Q: What other valuation techniques is used besides the ones already mentioned?


Notion 5 (How big is BIG?)

Gross and net profit margins, return of equity (ROE), operational cash flow margins discount to intrinsic value, discount to price to book value and even discount to net cash value are some of the ratios used to determine whether the stock price gives the investor this so called margin of safety.
Many analysts will report statements like, company A has a healthily profit margin of 15%, a ROE of 12% which indicates this and that..
Q: What determines a healthy margin? 15%? What if its 14% then its consider not healthy? Who or what factors were used to determine that this number "15%" is deemed as a healthy implication for the company?

Proper answers will be posted on my blog secret-gems.blogspot.com and accredited to you :]
Want to learn swimming? PM me for bookings =)
 
henry14 Registered User
Join Date: Jul 2009
Posts: 1
Trade rep: 0%
henry14 Jul 14th, 09, 11:15 AM #2 (permalink)
Notion 1 (Fundamental pain of holding)

if the share price drops from 0.40 to 0.19 and the fundamentals haven't changed, the share should be even more of a bargain to you. the last thing that you should do in this situation is sell.

However, if the fundamentals are no longer any good then you should sell. To minimize this, you should look for companies that have consistently good fundamentals over a long period of time. this will usually lead you to companies with solid economic moats, and good management, which will minimize the chances of fundamentals dropping.

Notion 2 (Technical advantage over you)

if you can handle the risk involved in investing in a company which you don't completely understand, go ahead. remember, warren buffett said that "you pay a very high price in the stock market for a cheery consensus"

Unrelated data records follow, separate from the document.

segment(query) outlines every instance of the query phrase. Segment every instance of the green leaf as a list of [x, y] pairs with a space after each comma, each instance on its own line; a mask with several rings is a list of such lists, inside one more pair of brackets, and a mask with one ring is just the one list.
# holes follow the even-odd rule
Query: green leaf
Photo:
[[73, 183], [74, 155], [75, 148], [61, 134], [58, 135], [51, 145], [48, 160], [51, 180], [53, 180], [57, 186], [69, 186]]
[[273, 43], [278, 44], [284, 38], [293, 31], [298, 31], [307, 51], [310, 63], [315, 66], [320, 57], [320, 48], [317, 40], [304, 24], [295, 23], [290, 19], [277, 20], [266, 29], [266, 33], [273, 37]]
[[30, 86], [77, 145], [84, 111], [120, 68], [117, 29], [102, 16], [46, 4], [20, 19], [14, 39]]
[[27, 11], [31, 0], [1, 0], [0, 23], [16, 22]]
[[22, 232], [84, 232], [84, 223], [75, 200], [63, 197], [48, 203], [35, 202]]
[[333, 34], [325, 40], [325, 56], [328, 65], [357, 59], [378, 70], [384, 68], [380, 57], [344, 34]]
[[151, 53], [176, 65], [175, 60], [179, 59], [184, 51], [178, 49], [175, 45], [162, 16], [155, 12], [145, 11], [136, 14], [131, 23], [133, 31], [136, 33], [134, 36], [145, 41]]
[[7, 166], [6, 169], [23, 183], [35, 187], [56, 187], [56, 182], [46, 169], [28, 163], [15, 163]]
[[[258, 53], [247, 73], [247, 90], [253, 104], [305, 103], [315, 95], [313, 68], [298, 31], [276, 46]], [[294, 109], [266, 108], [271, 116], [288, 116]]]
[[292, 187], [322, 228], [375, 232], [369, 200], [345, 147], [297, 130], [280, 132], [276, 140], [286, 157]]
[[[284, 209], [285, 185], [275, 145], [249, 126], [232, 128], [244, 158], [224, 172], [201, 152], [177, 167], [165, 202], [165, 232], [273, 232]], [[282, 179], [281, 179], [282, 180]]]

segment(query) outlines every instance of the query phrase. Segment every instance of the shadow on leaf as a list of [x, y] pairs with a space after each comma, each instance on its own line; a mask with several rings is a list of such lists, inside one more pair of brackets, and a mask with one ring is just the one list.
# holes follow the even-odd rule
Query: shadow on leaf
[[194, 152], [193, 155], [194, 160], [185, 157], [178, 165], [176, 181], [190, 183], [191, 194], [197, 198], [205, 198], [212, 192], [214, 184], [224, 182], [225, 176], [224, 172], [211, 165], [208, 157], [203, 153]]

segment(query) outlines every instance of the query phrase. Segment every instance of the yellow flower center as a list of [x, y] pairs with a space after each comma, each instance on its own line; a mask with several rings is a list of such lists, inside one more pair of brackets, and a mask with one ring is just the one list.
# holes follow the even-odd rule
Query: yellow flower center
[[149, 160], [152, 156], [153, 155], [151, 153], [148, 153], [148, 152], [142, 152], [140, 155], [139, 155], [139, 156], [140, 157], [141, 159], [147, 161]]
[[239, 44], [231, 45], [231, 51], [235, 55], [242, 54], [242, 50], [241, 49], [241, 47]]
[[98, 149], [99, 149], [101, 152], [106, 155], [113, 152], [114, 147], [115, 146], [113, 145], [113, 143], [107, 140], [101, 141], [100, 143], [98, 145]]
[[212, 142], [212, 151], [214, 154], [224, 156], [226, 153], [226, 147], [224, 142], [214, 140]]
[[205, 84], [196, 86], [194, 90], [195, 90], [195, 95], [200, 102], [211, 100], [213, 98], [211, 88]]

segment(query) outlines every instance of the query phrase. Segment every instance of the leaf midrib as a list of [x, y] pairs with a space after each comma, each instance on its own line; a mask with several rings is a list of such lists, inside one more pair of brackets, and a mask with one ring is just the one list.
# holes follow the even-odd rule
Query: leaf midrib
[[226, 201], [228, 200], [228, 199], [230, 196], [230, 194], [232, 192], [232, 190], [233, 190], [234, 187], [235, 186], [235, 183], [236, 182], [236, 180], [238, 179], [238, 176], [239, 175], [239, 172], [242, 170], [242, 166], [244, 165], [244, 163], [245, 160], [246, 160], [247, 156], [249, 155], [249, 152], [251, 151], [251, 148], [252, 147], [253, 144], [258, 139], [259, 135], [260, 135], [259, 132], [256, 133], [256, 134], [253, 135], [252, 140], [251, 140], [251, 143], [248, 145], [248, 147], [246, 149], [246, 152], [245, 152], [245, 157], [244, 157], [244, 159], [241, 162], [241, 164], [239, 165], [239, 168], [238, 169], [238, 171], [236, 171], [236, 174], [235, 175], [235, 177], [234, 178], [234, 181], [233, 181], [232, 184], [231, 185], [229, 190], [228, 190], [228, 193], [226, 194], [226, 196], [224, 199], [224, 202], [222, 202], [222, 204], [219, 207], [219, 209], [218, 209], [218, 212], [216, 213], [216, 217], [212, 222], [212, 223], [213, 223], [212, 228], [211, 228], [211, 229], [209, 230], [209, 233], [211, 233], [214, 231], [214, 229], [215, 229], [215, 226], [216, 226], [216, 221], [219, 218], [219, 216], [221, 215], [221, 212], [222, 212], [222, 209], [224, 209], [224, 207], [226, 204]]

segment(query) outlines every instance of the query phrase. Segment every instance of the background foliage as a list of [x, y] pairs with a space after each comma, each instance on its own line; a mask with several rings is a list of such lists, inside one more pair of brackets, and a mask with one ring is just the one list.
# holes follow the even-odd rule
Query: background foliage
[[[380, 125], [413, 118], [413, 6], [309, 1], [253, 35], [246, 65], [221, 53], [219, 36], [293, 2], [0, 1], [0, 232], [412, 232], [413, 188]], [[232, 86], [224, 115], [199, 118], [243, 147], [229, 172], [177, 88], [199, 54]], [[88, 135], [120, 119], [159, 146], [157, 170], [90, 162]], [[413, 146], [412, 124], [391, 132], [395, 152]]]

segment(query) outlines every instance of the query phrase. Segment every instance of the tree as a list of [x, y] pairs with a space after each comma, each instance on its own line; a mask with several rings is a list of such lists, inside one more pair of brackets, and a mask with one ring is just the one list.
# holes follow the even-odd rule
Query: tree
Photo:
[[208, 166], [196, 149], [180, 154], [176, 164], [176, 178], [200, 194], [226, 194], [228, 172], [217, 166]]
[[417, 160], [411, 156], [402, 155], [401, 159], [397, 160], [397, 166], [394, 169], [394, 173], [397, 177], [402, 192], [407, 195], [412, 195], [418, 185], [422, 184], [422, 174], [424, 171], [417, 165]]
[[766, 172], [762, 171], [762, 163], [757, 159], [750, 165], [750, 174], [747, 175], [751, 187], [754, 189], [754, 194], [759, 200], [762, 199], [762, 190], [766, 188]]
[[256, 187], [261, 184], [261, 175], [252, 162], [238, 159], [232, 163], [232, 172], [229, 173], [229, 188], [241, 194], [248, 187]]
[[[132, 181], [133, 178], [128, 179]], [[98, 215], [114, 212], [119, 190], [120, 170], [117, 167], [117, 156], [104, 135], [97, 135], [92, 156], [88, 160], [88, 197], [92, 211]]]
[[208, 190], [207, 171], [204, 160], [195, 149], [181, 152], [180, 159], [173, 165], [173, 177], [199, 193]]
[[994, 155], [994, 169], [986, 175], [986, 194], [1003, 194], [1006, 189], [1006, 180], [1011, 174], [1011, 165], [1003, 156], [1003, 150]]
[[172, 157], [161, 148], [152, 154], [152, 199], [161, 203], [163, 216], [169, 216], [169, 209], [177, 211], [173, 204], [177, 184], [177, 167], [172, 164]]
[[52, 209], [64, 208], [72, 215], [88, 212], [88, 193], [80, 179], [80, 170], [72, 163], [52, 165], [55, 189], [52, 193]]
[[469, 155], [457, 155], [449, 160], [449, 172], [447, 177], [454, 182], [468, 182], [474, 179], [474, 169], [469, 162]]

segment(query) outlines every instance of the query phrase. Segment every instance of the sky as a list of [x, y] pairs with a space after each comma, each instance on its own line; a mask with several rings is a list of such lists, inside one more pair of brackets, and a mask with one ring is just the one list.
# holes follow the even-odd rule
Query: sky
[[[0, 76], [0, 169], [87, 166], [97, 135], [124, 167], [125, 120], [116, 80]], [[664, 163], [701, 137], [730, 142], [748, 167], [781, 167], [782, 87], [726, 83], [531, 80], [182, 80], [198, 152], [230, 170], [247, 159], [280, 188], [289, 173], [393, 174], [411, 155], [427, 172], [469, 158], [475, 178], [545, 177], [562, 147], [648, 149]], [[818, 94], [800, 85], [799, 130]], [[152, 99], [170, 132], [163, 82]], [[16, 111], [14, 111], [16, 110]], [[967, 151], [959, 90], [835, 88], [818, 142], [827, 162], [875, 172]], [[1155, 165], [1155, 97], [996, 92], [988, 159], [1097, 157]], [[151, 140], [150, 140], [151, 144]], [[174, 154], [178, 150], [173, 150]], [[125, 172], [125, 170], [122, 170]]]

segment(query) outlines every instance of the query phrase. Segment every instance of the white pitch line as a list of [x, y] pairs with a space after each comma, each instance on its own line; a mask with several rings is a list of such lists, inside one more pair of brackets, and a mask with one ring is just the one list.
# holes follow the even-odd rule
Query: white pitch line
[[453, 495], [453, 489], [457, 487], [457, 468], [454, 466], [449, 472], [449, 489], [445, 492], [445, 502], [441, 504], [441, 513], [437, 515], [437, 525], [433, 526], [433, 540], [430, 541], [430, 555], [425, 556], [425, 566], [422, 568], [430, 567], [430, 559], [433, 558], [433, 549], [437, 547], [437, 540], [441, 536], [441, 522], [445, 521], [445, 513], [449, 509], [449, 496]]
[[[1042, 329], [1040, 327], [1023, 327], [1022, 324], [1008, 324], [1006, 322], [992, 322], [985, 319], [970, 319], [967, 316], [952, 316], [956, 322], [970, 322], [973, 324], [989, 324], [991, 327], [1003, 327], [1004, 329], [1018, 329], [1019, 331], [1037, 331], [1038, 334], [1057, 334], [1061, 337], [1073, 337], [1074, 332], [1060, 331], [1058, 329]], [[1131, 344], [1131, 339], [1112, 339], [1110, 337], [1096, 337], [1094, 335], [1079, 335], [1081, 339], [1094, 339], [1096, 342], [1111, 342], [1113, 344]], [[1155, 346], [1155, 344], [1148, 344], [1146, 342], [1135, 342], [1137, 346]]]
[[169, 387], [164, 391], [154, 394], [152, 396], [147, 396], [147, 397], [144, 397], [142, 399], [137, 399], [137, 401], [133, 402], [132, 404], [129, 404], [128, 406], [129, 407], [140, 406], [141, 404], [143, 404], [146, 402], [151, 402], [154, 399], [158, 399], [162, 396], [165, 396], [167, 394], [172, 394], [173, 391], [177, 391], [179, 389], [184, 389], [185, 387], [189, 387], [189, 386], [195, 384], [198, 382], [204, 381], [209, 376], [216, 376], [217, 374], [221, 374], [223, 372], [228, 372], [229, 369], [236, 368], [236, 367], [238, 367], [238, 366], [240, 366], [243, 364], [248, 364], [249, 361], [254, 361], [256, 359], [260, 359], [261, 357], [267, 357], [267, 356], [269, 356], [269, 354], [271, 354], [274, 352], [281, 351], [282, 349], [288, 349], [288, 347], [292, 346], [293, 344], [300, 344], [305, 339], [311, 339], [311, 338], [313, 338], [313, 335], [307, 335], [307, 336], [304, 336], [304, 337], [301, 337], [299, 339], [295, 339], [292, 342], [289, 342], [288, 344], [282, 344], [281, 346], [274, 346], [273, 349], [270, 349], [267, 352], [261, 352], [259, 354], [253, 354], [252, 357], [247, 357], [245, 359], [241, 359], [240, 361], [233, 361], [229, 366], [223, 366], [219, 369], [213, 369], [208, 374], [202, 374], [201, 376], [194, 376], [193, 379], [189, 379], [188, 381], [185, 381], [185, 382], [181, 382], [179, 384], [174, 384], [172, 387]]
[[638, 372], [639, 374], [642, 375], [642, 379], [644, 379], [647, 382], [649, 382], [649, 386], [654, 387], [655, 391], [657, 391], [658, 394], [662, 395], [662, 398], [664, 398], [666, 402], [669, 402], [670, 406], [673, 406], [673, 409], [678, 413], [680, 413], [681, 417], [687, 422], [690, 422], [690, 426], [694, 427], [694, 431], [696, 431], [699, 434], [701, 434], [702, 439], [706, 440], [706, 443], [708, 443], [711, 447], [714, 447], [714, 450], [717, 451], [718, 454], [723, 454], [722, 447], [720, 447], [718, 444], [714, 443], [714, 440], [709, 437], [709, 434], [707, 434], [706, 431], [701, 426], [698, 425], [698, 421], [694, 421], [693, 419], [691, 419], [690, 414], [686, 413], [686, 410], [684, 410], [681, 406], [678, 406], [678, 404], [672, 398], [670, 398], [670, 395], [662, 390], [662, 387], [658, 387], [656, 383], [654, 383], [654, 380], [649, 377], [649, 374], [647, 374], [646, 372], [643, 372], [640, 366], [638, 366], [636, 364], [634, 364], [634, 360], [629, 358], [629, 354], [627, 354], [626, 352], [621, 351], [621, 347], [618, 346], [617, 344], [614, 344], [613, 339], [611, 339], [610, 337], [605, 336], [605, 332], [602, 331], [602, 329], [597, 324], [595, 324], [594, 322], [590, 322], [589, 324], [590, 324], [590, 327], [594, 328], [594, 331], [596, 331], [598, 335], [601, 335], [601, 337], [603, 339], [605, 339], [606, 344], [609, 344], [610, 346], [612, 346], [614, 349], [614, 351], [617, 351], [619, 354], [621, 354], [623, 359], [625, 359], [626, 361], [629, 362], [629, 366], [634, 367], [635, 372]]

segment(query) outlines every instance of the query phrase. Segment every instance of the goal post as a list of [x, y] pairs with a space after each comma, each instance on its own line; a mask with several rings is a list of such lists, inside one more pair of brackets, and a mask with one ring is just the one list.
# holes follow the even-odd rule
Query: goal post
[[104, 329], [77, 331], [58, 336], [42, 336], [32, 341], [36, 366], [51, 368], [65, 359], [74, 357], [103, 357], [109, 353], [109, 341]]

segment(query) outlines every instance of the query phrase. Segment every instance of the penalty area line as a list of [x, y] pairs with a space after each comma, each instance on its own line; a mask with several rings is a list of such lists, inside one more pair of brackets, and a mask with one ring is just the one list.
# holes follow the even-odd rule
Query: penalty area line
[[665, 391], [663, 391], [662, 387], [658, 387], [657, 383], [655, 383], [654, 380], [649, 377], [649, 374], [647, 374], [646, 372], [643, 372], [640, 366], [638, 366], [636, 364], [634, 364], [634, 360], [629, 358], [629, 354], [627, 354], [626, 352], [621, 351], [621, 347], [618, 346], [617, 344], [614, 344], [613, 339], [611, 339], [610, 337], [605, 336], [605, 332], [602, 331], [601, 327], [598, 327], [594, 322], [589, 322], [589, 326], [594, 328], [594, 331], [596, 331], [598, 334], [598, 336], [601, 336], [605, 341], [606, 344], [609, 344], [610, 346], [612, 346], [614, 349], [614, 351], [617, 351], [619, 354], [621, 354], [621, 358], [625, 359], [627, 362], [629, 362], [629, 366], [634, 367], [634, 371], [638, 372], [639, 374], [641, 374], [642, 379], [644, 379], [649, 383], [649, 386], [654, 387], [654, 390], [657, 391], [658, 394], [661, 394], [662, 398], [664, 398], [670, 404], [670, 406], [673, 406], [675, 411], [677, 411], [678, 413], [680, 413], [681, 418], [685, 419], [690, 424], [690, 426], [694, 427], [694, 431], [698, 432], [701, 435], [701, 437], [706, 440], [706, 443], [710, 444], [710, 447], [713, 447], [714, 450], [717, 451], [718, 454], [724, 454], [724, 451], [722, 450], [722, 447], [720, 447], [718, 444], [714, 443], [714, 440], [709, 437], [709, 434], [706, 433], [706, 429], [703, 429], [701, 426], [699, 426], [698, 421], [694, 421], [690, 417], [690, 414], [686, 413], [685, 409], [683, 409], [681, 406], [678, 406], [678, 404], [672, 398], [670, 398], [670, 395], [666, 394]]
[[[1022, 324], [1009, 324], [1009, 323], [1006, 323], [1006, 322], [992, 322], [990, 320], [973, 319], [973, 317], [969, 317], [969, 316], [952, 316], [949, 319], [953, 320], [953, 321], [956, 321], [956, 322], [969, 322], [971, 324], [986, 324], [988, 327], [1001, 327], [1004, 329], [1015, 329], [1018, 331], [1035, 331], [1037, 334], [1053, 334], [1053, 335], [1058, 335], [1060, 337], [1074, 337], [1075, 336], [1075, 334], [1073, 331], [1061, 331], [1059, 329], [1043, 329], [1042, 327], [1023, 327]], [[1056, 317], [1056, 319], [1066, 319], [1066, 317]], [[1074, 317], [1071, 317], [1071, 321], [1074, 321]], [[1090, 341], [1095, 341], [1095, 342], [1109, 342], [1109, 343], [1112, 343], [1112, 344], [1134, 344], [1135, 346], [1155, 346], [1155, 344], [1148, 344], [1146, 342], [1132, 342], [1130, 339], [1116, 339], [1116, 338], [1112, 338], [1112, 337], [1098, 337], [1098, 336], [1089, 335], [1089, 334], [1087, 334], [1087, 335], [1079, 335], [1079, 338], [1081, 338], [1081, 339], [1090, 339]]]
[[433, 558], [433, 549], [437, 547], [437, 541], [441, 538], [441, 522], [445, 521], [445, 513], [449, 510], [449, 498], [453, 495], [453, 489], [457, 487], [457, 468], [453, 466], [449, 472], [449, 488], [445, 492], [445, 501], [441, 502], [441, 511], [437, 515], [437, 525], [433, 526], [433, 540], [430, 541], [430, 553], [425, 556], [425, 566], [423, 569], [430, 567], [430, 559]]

Notion 3 (Keep a constant look out?)

If a company has a solid economic moat and good management in place, the chances of fundamentals deteriorating is reduced. however, if it does deteriorate, the question to be asked is if this is the result of a one-off external event or the eroding of the company's moat. if the company's moat is being eroded, then sell. the chances of the company regaining its original earnings power is quite slim without its economic moat.

Notion 4 (The problem with valuation)

true, the valuation models used by value investors requires a lot of guess work.
Quote:
Originally Posted by "Security Analysis" by Benjamin Graham and David Dodd
The essential point is that security analysis does not seek to determine exactly what is the intrinsic value of a given security. It needs only to establish either that the intrinsic value is adequate - e.g. to protect a bond or to justify a stock purchase - or else that the value is considerably higher or considerably lower than the market price. For such purposes, an indefinite and approximate measure of the intrinsic value may be sufficient. To use a homely simile, it is quite possible by inspection that a woman is old enough to vote without knowing her age, or that a man is heavier than he should be without knowing his exact weight.
but if a stock is under priced, it should be quite obviously under priced, or else, the margin of safety is too small to be considered safe. the margin of safety will ensure that if you were to guess wrongly, you won't take too much of a hit. take for example, the GSI group (NASDAQ:GSIG). it has a market cap of $22.51m, but as of June 2008, it has no long term debt, $183.27m in cash and equivalent and a price/book ratio of 0.06. If not for its accounting issues, this is an example of "knowing that a woman is old enough to vote without knowing her age"

Notion 5 (How big is BIG?)

"How big is big?" is a very subjective question. the only way we can make sense of ratio is if we compare it to similar companies. the bigger the margins are when compared to competitors, the higher the chances that the company has a strong competitive advantage. If a company consistently has a higher profit margin or ROE than its peers, it is probably due to some competitive advantage, and a sign of an economic moat.

i am relatively new to investing, so do correct me if i have said anything wrong.